Ly didn’t expect to get into the flower business. While managing and living in a nonprofit intentional community in New York City, she found work-life balance a bit difficult. “To force myself to not work all the time, I got a job at a plant shop that my friend opened, to have a commitment to leave the house,” she explained. “From there, it just grew and grew.” Grew it did. After seven years, Ly gained the confidence to open up her own floral studio, called a.p. bio.
She quickly realized, however, that teaching herself how to photograph her work was how she would attract clients of her own. Ly’s Instagram account has over 160,000 followers for her intensely saturated flower compositions, the petals interspersed with geometric objects, vases, and sometimes human figures. For ARTnews, Ly breaks down her photo “Phase 24 of Reopening,” seen below. Beyond its visual beauty, it also captures a hint of quarantine humor.
MATERIALS
Roses
The blooms provide a soft canopy to the image as they loom over the delicate offering of fruit beneath them. When she began composing images with flowers, Ly learned by trial and error, figuring out what changes when a photo is taken. “What you see when someone sends you an arrangement is completely different than what the camera reads,” she explained. It’s all about sculpting, “in terms of using the colors and shapes of flowers to create negative space or to fill in.” As it happens, she had limited access to fresh flowers when creating this piece, which allowed her to fill in the image in with other material.
Fruit
“Cherries were in season,” Ly said, “And the blush strawberry is only around for about a week.” The ephemeral nature of “Phase” adds to its power — the photo captures what would otherwise decay. The melon adds another sculptural element to the piece, with its ovular shape and bowl-like divot. “I think about how you expand their physical being into something that can be overwhelming or larger than what it is,” Ly said. “They can become “not a fruit!’”
Lighting & Reflections
The hazy glow in the photo is not the product of careful editing, but of long exposure and a simple overhead light above Ly’s kitchen table. “There’s something about the time of the long exposure that gives the ephemeral feel,” she said. “I don’t do a lot of editing; it’s all in the camera.”

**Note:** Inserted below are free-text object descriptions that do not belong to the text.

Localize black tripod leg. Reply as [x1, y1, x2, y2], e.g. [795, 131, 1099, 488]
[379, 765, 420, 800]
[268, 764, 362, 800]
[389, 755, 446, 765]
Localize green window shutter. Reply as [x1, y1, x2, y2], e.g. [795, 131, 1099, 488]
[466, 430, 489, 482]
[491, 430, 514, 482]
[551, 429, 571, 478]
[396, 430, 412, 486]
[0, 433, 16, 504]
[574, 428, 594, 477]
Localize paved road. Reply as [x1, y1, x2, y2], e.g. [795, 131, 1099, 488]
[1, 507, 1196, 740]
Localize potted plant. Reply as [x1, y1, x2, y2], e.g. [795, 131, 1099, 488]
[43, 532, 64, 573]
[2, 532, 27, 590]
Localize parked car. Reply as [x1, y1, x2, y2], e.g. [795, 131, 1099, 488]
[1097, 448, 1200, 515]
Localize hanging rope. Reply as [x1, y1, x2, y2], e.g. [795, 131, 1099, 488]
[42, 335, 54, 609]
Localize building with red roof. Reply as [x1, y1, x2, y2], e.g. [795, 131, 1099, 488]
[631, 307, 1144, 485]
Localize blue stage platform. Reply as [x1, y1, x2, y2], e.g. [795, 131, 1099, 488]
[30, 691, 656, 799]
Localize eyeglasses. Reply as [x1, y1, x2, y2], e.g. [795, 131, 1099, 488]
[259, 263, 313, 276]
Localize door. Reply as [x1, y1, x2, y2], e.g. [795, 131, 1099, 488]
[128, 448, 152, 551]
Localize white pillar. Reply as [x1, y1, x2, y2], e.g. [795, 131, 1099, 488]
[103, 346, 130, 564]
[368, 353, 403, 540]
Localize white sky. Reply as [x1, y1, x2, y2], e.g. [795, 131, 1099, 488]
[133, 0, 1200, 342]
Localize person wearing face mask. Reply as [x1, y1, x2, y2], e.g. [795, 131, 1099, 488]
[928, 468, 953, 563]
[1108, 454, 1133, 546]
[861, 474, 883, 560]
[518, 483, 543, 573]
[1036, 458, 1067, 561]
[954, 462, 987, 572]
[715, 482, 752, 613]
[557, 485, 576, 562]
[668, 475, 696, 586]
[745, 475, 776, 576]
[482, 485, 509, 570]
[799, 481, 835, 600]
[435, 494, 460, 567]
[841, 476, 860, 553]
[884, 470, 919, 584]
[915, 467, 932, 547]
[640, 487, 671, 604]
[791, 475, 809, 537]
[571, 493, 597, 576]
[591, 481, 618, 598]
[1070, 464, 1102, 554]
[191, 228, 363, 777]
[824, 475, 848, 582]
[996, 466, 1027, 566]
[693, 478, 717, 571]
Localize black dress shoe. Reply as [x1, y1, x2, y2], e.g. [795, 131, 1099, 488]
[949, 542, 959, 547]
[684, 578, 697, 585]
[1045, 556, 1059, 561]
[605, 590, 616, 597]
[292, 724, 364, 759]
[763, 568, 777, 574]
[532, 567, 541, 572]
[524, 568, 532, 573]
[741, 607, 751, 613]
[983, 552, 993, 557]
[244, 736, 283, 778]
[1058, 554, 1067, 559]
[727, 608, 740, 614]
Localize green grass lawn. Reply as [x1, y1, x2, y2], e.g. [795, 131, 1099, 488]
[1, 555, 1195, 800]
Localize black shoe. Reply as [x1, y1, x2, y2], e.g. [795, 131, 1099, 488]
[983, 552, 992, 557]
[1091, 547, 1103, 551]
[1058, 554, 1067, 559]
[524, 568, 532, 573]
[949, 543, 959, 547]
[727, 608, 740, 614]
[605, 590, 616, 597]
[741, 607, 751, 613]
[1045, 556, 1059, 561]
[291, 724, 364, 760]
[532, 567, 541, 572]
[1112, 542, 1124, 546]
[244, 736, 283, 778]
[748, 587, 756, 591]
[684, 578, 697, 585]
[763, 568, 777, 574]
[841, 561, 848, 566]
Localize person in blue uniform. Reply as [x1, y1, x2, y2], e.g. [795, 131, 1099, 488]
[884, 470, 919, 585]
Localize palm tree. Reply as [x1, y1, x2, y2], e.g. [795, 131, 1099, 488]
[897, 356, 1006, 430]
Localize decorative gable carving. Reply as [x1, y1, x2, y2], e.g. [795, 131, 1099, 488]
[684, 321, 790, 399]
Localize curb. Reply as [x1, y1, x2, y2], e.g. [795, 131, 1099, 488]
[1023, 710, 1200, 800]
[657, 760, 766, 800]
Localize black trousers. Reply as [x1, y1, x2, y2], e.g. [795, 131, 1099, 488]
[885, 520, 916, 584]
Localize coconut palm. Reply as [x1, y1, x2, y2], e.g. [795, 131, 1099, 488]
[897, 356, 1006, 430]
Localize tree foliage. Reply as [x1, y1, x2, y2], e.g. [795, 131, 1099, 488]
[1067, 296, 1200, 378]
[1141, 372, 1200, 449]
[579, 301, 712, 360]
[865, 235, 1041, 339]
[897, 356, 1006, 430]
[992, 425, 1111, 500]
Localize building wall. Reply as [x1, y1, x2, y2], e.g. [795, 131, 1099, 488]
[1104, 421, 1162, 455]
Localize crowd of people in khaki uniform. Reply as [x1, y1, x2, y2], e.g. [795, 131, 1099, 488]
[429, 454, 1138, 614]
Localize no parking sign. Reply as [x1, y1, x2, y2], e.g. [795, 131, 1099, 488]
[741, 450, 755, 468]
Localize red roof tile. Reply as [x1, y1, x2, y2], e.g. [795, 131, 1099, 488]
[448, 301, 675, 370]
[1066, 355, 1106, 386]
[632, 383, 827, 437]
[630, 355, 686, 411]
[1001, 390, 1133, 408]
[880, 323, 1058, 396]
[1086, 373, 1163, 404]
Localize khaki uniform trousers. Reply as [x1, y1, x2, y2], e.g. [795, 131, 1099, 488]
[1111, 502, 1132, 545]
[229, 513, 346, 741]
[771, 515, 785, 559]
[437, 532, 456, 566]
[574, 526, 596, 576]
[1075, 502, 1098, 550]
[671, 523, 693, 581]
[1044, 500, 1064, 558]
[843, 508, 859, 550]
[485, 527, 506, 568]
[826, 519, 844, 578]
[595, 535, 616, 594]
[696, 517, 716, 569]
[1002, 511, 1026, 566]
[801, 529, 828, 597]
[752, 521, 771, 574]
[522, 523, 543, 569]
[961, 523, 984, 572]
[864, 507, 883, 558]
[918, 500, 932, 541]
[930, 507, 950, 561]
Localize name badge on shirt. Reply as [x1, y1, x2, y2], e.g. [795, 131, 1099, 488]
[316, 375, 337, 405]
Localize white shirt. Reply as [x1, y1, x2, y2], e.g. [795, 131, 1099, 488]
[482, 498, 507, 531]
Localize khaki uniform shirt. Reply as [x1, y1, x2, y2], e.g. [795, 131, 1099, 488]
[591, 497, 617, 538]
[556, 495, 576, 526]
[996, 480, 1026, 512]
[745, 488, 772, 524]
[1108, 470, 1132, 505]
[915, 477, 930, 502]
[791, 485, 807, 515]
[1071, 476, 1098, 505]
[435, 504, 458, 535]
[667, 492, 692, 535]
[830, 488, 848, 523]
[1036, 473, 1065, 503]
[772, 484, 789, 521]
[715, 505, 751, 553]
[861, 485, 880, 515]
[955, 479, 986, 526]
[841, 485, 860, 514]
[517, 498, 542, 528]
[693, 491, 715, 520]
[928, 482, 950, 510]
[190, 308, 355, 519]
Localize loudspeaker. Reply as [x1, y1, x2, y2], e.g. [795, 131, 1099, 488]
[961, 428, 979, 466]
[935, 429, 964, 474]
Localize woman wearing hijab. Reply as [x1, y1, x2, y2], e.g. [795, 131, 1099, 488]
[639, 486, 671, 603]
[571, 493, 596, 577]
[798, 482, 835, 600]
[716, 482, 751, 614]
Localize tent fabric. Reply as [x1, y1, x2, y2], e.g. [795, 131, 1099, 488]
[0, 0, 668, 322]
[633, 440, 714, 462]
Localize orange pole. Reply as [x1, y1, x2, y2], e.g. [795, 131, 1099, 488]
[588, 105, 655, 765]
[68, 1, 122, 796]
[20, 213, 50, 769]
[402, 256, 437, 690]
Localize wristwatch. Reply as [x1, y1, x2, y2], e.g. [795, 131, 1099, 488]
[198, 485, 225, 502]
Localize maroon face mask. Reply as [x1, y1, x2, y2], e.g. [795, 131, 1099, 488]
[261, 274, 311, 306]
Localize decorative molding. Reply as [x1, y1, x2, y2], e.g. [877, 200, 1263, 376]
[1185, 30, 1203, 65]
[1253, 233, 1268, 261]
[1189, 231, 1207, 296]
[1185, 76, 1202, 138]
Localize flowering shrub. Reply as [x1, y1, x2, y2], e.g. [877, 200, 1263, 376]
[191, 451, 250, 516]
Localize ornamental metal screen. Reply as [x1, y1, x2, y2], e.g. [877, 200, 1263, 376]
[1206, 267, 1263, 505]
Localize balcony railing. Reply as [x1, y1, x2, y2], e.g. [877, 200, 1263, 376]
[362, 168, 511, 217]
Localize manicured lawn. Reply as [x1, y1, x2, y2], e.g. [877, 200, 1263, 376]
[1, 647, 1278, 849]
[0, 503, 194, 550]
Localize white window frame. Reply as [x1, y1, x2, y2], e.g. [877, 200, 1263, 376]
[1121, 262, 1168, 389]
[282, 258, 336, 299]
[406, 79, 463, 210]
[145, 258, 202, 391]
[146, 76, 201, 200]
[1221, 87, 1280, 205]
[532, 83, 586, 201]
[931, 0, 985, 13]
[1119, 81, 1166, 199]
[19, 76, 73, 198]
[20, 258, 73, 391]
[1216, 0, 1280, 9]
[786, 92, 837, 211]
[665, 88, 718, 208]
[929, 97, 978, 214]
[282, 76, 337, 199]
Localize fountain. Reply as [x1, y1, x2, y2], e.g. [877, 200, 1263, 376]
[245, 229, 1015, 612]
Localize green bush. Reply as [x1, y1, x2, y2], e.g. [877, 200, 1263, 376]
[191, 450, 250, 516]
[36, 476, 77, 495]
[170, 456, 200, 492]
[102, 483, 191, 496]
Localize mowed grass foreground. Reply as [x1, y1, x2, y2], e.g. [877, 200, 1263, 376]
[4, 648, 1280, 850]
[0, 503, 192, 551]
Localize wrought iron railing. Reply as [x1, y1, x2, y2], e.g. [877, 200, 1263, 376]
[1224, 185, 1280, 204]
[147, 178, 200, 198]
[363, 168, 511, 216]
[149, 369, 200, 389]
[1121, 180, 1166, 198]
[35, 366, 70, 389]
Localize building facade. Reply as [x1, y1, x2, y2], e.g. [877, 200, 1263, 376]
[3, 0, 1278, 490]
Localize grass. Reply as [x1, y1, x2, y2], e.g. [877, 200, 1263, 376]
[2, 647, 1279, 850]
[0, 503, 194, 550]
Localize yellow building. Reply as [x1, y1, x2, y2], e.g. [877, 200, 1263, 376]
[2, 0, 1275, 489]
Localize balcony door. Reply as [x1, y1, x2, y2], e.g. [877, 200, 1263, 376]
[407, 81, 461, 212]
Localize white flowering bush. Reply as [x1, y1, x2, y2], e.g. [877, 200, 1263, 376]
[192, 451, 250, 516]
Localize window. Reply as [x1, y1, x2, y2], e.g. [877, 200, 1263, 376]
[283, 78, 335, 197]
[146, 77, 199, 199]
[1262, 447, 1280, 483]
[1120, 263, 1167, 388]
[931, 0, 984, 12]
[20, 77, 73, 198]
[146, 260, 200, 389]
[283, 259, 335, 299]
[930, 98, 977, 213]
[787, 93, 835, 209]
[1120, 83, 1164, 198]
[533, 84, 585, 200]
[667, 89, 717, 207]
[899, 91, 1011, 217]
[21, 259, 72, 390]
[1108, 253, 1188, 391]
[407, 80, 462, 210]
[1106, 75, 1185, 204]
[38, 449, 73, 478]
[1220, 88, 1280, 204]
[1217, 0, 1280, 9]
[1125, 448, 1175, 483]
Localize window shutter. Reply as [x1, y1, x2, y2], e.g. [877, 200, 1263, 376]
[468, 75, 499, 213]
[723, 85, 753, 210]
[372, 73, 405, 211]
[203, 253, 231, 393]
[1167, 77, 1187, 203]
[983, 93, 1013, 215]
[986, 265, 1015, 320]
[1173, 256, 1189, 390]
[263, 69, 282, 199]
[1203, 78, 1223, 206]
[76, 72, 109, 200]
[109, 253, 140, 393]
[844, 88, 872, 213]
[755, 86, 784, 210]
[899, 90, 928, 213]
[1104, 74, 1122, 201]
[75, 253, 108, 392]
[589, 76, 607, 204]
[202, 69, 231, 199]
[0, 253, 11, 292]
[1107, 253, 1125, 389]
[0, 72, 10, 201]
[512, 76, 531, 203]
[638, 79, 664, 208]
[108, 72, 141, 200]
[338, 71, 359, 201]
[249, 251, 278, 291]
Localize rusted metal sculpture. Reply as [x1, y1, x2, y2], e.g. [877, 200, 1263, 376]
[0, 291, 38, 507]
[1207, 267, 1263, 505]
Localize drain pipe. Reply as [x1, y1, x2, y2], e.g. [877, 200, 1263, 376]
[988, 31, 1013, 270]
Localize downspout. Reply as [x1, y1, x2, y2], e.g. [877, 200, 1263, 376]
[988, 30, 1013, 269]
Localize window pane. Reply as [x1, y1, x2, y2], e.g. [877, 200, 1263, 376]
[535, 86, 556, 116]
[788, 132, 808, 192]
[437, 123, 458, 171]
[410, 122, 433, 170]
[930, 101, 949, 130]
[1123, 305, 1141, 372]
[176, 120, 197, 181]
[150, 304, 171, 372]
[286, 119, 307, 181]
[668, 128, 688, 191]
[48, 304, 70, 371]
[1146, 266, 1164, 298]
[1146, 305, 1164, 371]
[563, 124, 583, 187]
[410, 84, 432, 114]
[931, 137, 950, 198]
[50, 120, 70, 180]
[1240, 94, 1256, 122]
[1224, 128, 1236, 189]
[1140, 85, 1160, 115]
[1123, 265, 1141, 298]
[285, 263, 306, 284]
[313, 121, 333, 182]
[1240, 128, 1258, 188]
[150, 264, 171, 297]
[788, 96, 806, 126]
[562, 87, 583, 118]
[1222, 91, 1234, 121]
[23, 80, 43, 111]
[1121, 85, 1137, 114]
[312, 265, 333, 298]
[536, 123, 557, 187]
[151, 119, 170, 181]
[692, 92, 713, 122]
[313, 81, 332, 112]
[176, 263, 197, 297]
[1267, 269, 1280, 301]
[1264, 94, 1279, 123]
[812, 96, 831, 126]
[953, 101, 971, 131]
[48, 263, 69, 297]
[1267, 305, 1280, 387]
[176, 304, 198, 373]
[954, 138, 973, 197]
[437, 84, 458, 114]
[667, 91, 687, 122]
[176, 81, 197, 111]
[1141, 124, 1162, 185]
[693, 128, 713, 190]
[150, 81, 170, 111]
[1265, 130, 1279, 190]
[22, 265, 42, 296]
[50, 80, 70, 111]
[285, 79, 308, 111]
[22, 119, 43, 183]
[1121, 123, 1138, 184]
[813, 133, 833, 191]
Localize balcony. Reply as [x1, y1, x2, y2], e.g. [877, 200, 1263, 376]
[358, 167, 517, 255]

Drawn to the natural colors of her materials, she added a reflective surface that creates the appearance of a tablecloth. “Reflections are decadent, shimmering — it makes you think of a club, a table from the ‘80s,” she said. “It’s distorted.” Reflections do more than enhance the scene’s decadence; Ly uses mirrors to show the subconscious. “It’s subterranean. It’s altered. Reshaped.” Her work isn’t just a still life; when Ly looks at flowers or fruit, she sees a story: “the relationship of that space and who inhabits that world,” she said. “The silence of that world and how it tugs at you.”